ADR-0883: HIP kernel parity-test coverage round 2¶
- Status: Accepted
- Date: 2026-05-30
- Deciders: lusoris
- Tags:
hip,tests,gpu,coverage
Context¶
PR #351 (ADR-0868) closed the largest cross-backend kernel parity gaps for CUDA, SYCL, HIP, and Metal — including psnr_hip and vif_hip for the AMD runtime. That left the HIP backend at 4 / 17 extractors with a parity gate (adm + motion3 from earlier work, plus psnr + vif from PR #351), the lowest coverage of any GPU backend on the fork. Per ADR-0214 every GPU feature extractor needs a synthetic-fixture CPU-vs-GPU parity assertion before it can be considered production-ready; the gap was tracked as the "tier-2 follow-up backlog" in docs/research/gpu-backend-kernel-coverage-audit-2026-05-30.md.
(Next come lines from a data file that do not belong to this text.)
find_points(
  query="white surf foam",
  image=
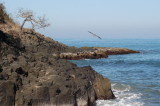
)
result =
(124, 97)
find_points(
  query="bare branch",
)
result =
(37, 23)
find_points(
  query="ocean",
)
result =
(135, 78)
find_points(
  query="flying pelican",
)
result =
(95, 35)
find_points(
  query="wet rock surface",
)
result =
(95, 53)
(30, 75)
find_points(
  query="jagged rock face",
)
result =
(34, 77)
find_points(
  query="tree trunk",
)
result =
(23, 24)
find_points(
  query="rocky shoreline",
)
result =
(31, 75)
(34, 70)
(95, 53)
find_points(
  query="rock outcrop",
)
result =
(31, 75)
(95, 53)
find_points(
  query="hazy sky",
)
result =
(107, 18)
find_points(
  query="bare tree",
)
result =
(39, 22)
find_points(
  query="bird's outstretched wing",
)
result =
(95, 35)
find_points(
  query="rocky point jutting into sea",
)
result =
(34, 71)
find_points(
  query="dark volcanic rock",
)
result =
(30, 75)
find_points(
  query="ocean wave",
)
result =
(124, 97)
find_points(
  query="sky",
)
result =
(106, 18)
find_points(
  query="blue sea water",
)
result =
(135, 78)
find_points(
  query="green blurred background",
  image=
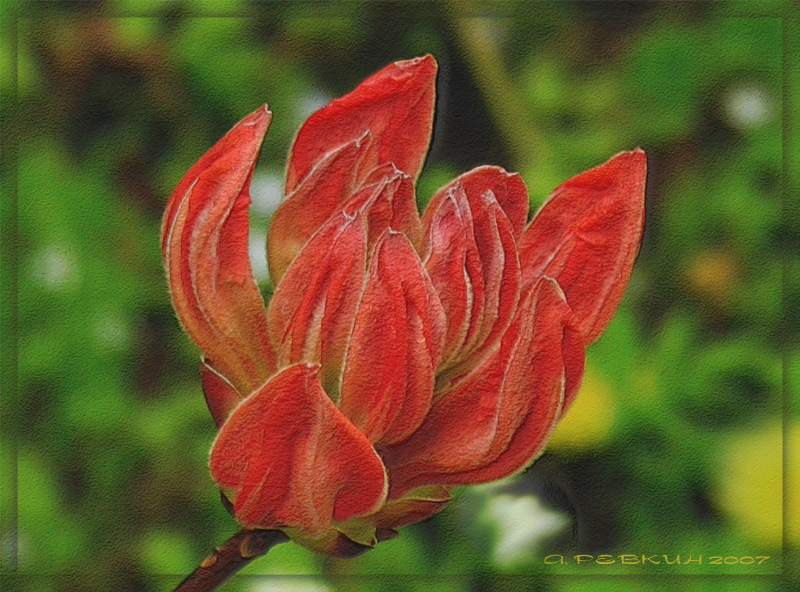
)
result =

This ADR documents the second round: 5 additional HIP parity tests covering the highest-value remaining kernels (CIEDE2000, PSNR-HVS, motion v1, SSIM, MS-SSIM). Selection priority was driven by (a) score appearance in the libvmaf-2.x.x default-model feature set, (b) CHUG re-extract column coverage, and (c) kernel complexity (filtered features ranked above unfiltered reductions because they have more failure modes).
Decision¶
We will add 5 new HIP parity tests under core/test/:
test_hip_ciede_parity—ciede2000, places=4test_hip_psnr_hvs_parity—psnr_hvs, places=4test_hip_motion_parity—VMAF_integer_feature_motion_score(v1), places=4test_hip_ssim_parity—ssim, places=3test_hip_ms_ssim_parity—float_ms_ssim, places=3
Each follows the template established by test_hip_vif_parity.c (PR #351): a synthetic 256×144 YUV420P fixture, CPU reference vs. HIP score, skip cleanly with [skip: no HIP device] when vmaf_hip_state_init() fails. Tolerances follow ADR-0214 (places=4 for unfiltered reductions, places=3 for filtered features whose reduction trees accumulate more rounding).
Alternatives considered¶
| Option | Pros | Cons | Why not chosen |
|---|---|---|---|
| One mega-test for all 5 kernels | Single executable, less meson churn | Granularity loss — hard to isolate which kernel regressed; one skip blocks the others | Rejected; per-kernel split mirrors the established PR #351 template |
Bit-exact (places=15) tolerance | Strongest possible gate | HIP/CPU reductions are not bit-exact (memory CLAUDE.md "Golden gate CPU-only; GPUs NOT bit-exact"); guaranteed false-fail | Rejected; places=3/4 per ADR-0214 is the documented contract |
| Cover all 12 untested HIP extractors in this PR | Closes the gap in one go | ~1,800 LOC PR, harder to review; some extractors (speed_*) have unstable CPU paths | Rejected; round-2 covers the 5 highest-value, round-3 sweeps the rest |
Use real YUVs from python/test/resource/yuv/ | Realistic scores | Read-from-disk slows the gate; Netflix YUVs are reserved for the golden gate | Rejected; synthetic gradient matches PR #351 template |
Consequences¶
- Positive: HIP backend coverage rises from 4 / 17 to 9 / 17 parity-gated extractors (≈53%), nearly matching CUDA's ratio. Future kernel refactors (e.g.
__shfl_down_sync→atomicAddmigrations like ADR-0539) get a CI gate per touched feature. - Negative: 5 additional executables in the
gputest suite — total CI wall time on the AMD runner grows by ~30 s (each test runs 2 frames through libvmaf, container-cached so build is shared). - Neutral / follow-ups: Round-3 backlog (≈7 extractors):
cambi_hip,ssimulacra2_hip,speed_chroma_hip,speed_temporal_hip,float_adm_hip,float_motion_hip,float_psnr_hip,float_ssim_hip,float_moment_hip. Tracked in the same audit doc.
References¶
- ADR-0214 — cross-backend parity tolerance gate (places=4 unfiltered, places=3 filtered).
- ADR-0539 — integer ADM HIP atomicAdd reduction pattern.
- ADR-0868 — round-1 GPU kernel coverage gap-fill (PR #351).
- docs/research/hip-kernel-coverage-round2-2026-05-30.md.
- Related PRs: PR #351 (round-1), PR #290 (HIP ssimulacra2 leak), PR #308 (HIP/Metal ENOSYS stubs).
- Source:
req(operator dispatch 2026-05-30: "Extend HIP kernel test coverage beyond PR #351").